As regards the Connective Hypothesis, it may seem that both collectives and connectives are scale-free. After all, collectives are hierarchies-of-hierarchies and connectives are networks-of-networks. My icon for collectives even looks like the Sierpinski triangle. But this is not so, collectives are not scale-free. When I use the term collective, I am specifically referring to top-down bureaucratic structures or imposed hierarchies. Top-down structures cannot be truly scale-free, exactly because they have a top. It is impossible to force an emergent pattern, it must in fact emerge.
Scale-free systems must evolve from the bottom-up. From an initial set of conditions and using some simple rules, they feed back on themselves over and over and over again, spiraling outwards and upwards.
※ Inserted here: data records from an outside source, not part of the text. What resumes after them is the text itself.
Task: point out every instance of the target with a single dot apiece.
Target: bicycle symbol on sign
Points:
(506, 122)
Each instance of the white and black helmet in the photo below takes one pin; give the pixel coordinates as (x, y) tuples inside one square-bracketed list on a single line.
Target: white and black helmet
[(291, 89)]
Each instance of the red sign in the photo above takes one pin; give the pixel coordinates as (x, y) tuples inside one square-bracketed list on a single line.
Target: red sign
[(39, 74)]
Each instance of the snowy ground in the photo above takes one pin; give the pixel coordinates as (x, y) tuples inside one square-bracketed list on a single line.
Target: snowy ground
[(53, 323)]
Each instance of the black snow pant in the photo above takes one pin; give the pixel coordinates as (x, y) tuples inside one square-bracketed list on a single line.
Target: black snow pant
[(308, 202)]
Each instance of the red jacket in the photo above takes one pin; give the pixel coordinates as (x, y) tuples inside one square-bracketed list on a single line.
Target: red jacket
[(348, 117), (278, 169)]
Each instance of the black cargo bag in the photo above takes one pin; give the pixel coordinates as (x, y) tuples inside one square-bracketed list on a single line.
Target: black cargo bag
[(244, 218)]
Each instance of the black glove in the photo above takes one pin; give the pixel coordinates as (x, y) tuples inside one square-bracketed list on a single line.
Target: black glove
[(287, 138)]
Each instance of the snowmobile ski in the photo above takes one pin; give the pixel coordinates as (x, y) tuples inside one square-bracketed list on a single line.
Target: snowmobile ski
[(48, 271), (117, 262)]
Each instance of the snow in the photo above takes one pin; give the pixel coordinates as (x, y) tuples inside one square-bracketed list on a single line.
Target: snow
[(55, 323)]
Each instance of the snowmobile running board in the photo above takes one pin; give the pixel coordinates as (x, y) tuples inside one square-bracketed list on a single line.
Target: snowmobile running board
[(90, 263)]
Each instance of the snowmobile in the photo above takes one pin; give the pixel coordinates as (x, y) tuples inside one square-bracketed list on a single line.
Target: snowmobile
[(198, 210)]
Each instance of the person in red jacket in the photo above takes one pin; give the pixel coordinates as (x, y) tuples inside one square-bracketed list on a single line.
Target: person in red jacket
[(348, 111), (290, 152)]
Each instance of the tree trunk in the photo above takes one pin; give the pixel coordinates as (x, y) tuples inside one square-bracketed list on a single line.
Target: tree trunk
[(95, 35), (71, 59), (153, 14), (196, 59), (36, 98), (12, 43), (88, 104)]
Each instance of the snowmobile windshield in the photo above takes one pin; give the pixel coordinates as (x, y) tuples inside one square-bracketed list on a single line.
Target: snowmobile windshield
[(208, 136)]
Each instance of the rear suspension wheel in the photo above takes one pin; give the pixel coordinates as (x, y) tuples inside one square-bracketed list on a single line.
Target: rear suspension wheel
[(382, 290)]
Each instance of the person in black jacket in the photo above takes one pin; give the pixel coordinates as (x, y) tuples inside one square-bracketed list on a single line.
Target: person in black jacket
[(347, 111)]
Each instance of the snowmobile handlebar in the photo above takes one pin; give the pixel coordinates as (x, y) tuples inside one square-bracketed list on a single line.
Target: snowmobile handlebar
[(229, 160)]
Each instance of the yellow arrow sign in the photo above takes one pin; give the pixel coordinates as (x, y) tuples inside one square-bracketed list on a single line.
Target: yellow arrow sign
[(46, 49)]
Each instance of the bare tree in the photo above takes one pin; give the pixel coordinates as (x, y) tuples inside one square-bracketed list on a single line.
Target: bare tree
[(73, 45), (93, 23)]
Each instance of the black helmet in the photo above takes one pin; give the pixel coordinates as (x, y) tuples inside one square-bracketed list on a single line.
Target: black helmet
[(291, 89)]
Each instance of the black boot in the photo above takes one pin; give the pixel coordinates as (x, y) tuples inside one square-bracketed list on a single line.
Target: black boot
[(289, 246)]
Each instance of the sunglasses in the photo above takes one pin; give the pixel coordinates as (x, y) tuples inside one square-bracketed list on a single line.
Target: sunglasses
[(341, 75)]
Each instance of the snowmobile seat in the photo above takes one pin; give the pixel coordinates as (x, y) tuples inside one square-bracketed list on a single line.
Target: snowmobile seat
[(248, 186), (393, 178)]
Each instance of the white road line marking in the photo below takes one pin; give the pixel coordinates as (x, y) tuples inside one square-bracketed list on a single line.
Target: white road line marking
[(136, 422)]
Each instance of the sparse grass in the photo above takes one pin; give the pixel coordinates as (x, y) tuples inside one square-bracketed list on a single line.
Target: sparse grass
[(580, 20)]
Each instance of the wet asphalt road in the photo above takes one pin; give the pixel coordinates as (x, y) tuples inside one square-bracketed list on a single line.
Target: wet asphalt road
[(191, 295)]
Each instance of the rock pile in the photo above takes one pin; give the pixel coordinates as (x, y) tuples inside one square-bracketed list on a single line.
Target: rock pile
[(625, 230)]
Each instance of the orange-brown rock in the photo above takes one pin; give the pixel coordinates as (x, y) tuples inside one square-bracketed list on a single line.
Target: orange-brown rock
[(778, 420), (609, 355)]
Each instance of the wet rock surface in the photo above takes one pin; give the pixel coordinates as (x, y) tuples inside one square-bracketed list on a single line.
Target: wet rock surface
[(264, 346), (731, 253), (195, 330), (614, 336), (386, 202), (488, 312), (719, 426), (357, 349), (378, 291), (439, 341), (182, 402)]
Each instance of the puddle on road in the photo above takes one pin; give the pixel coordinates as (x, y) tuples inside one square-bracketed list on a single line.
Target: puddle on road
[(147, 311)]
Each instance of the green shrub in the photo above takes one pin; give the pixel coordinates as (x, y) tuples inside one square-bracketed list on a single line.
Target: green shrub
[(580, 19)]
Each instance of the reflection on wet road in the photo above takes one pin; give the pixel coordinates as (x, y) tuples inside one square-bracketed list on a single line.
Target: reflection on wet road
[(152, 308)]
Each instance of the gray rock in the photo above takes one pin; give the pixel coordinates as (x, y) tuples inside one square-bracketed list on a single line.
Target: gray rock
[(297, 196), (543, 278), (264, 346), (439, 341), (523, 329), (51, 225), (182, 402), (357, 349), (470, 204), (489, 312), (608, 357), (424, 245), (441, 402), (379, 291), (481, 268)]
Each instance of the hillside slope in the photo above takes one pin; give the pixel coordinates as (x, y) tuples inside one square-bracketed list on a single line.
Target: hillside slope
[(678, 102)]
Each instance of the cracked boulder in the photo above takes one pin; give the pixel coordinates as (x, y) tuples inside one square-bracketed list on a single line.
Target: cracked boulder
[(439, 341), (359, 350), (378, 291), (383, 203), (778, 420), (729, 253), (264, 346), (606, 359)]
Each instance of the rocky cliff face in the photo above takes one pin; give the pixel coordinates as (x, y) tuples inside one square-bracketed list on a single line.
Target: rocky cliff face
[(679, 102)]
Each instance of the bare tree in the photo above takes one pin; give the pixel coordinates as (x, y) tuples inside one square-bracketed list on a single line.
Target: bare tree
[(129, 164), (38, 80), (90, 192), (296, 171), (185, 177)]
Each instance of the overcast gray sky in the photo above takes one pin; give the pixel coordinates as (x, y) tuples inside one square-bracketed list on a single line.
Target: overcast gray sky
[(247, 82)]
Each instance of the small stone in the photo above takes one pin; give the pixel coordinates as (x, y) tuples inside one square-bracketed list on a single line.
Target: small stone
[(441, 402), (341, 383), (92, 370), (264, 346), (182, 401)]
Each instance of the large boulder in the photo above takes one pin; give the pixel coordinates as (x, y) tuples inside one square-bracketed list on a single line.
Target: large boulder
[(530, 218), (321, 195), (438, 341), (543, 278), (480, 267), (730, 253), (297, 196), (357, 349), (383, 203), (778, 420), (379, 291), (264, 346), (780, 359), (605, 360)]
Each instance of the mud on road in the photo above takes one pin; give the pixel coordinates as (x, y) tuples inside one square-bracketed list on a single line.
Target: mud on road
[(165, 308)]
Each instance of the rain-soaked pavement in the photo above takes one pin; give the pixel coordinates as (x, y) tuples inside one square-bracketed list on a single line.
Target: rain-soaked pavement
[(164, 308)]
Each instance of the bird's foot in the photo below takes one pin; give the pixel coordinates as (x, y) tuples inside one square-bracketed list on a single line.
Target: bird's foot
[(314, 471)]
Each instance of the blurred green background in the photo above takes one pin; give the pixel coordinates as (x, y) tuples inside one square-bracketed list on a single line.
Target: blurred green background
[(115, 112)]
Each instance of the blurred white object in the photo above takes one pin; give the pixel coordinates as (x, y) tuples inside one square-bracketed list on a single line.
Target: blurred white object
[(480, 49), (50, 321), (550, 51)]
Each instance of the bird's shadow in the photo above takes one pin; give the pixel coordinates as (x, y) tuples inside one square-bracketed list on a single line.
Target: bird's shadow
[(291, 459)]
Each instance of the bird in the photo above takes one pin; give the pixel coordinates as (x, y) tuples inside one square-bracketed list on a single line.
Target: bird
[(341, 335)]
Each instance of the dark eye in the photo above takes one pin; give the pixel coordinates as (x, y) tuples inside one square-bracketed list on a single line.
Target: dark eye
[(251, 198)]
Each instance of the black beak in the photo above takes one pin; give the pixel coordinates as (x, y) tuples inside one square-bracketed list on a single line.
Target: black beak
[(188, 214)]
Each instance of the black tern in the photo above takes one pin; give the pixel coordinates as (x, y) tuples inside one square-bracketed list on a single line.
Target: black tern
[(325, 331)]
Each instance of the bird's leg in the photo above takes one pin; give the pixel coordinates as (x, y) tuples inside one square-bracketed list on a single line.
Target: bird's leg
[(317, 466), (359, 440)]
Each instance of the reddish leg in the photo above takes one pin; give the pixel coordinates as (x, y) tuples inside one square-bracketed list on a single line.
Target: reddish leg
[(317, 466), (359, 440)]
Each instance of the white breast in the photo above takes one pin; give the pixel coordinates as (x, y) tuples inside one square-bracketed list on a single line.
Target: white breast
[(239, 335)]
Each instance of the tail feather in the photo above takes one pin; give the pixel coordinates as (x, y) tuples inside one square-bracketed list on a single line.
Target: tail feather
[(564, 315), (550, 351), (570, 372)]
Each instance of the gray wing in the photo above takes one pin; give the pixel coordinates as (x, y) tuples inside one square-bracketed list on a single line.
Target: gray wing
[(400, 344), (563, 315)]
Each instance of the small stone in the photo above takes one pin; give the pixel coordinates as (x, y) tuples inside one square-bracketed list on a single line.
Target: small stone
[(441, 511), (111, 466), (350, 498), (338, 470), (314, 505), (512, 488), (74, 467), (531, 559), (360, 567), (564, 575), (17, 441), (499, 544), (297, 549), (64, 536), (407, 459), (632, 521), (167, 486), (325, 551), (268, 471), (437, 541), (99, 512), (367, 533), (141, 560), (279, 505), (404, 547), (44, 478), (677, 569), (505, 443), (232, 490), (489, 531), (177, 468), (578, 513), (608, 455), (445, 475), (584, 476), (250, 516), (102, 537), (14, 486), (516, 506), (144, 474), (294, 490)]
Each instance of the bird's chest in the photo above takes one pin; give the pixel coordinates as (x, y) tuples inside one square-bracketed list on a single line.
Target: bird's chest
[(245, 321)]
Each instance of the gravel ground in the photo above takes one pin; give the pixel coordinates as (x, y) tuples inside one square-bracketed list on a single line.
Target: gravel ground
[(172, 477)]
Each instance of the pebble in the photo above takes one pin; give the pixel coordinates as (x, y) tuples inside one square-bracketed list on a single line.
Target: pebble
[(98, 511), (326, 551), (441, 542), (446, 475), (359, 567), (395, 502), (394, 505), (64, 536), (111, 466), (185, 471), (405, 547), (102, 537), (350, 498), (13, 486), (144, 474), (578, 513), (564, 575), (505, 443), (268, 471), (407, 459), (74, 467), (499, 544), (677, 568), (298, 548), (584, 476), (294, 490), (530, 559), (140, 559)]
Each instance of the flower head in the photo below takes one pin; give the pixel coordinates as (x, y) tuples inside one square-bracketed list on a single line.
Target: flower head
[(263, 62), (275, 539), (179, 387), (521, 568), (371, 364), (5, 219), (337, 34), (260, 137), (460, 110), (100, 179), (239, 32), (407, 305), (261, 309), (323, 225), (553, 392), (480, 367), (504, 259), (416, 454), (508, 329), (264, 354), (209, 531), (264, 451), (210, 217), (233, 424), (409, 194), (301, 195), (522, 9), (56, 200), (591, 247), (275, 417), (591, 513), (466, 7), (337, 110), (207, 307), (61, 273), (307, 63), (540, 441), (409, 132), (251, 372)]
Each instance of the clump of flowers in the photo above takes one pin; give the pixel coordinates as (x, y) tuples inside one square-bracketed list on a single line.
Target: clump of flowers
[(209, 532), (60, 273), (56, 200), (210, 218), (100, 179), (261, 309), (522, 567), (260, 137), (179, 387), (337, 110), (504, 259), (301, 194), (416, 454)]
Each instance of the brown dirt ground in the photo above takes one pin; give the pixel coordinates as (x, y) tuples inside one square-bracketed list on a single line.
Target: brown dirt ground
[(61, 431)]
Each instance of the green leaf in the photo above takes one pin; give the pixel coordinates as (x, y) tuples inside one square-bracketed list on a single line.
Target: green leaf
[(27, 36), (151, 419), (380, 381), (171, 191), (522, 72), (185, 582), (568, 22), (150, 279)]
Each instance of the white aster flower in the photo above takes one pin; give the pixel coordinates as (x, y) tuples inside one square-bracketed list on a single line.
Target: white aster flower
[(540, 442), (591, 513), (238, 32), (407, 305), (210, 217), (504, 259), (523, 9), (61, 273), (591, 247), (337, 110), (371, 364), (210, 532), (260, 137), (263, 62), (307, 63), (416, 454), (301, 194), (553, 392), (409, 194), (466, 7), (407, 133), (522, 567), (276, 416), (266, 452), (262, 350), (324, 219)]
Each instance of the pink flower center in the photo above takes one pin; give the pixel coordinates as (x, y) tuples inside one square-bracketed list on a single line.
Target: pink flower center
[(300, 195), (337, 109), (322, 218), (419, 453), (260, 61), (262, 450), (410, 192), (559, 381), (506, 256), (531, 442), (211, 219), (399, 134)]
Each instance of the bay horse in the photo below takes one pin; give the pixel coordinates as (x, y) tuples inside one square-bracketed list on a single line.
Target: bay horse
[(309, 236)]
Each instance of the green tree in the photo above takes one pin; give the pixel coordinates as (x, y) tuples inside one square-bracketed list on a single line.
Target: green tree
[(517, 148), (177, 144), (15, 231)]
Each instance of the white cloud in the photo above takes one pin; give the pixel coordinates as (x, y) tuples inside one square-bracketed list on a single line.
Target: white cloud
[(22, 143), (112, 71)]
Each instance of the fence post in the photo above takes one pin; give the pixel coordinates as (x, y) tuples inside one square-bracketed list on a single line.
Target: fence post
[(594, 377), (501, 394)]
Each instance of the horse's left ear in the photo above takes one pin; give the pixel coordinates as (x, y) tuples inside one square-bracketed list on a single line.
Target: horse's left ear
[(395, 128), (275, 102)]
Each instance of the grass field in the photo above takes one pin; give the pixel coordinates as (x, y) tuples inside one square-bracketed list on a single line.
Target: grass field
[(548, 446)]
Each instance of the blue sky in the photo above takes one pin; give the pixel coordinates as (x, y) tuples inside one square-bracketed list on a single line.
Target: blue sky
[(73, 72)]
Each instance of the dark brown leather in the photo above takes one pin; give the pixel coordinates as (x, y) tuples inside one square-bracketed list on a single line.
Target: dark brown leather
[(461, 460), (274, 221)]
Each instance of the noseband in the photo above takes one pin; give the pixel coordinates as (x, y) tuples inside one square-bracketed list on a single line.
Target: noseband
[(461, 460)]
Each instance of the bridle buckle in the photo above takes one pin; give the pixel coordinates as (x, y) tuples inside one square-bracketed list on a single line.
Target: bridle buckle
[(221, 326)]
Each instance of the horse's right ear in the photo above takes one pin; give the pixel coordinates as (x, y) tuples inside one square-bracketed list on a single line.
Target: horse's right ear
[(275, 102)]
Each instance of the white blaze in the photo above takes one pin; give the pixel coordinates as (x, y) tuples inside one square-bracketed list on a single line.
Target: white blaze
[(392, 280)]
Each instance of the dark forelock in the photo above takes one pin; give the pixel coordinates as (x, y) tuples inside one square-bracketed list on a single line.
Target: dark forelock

The natural world is built in layers and we are built in layers, and we organize ourselves in layers. But these are not layers of command-and-control, they are layers of emergent complexity. Like life itself, truly scale-free systems cannot be designed, they must be evolved.
Ultimately, scale-free thinking lets us better understand how we relate to each other and to the natural world. Although today our scale-free distributions are not ideal, we came to them by accident rather than by design. As our understanding grows, it will enable us to create models and systems that promote equilibrium with nature and perhaps social equality as well.
When trying to build systems that work the way nature intended, you should think like the Mofu. Think scale-free.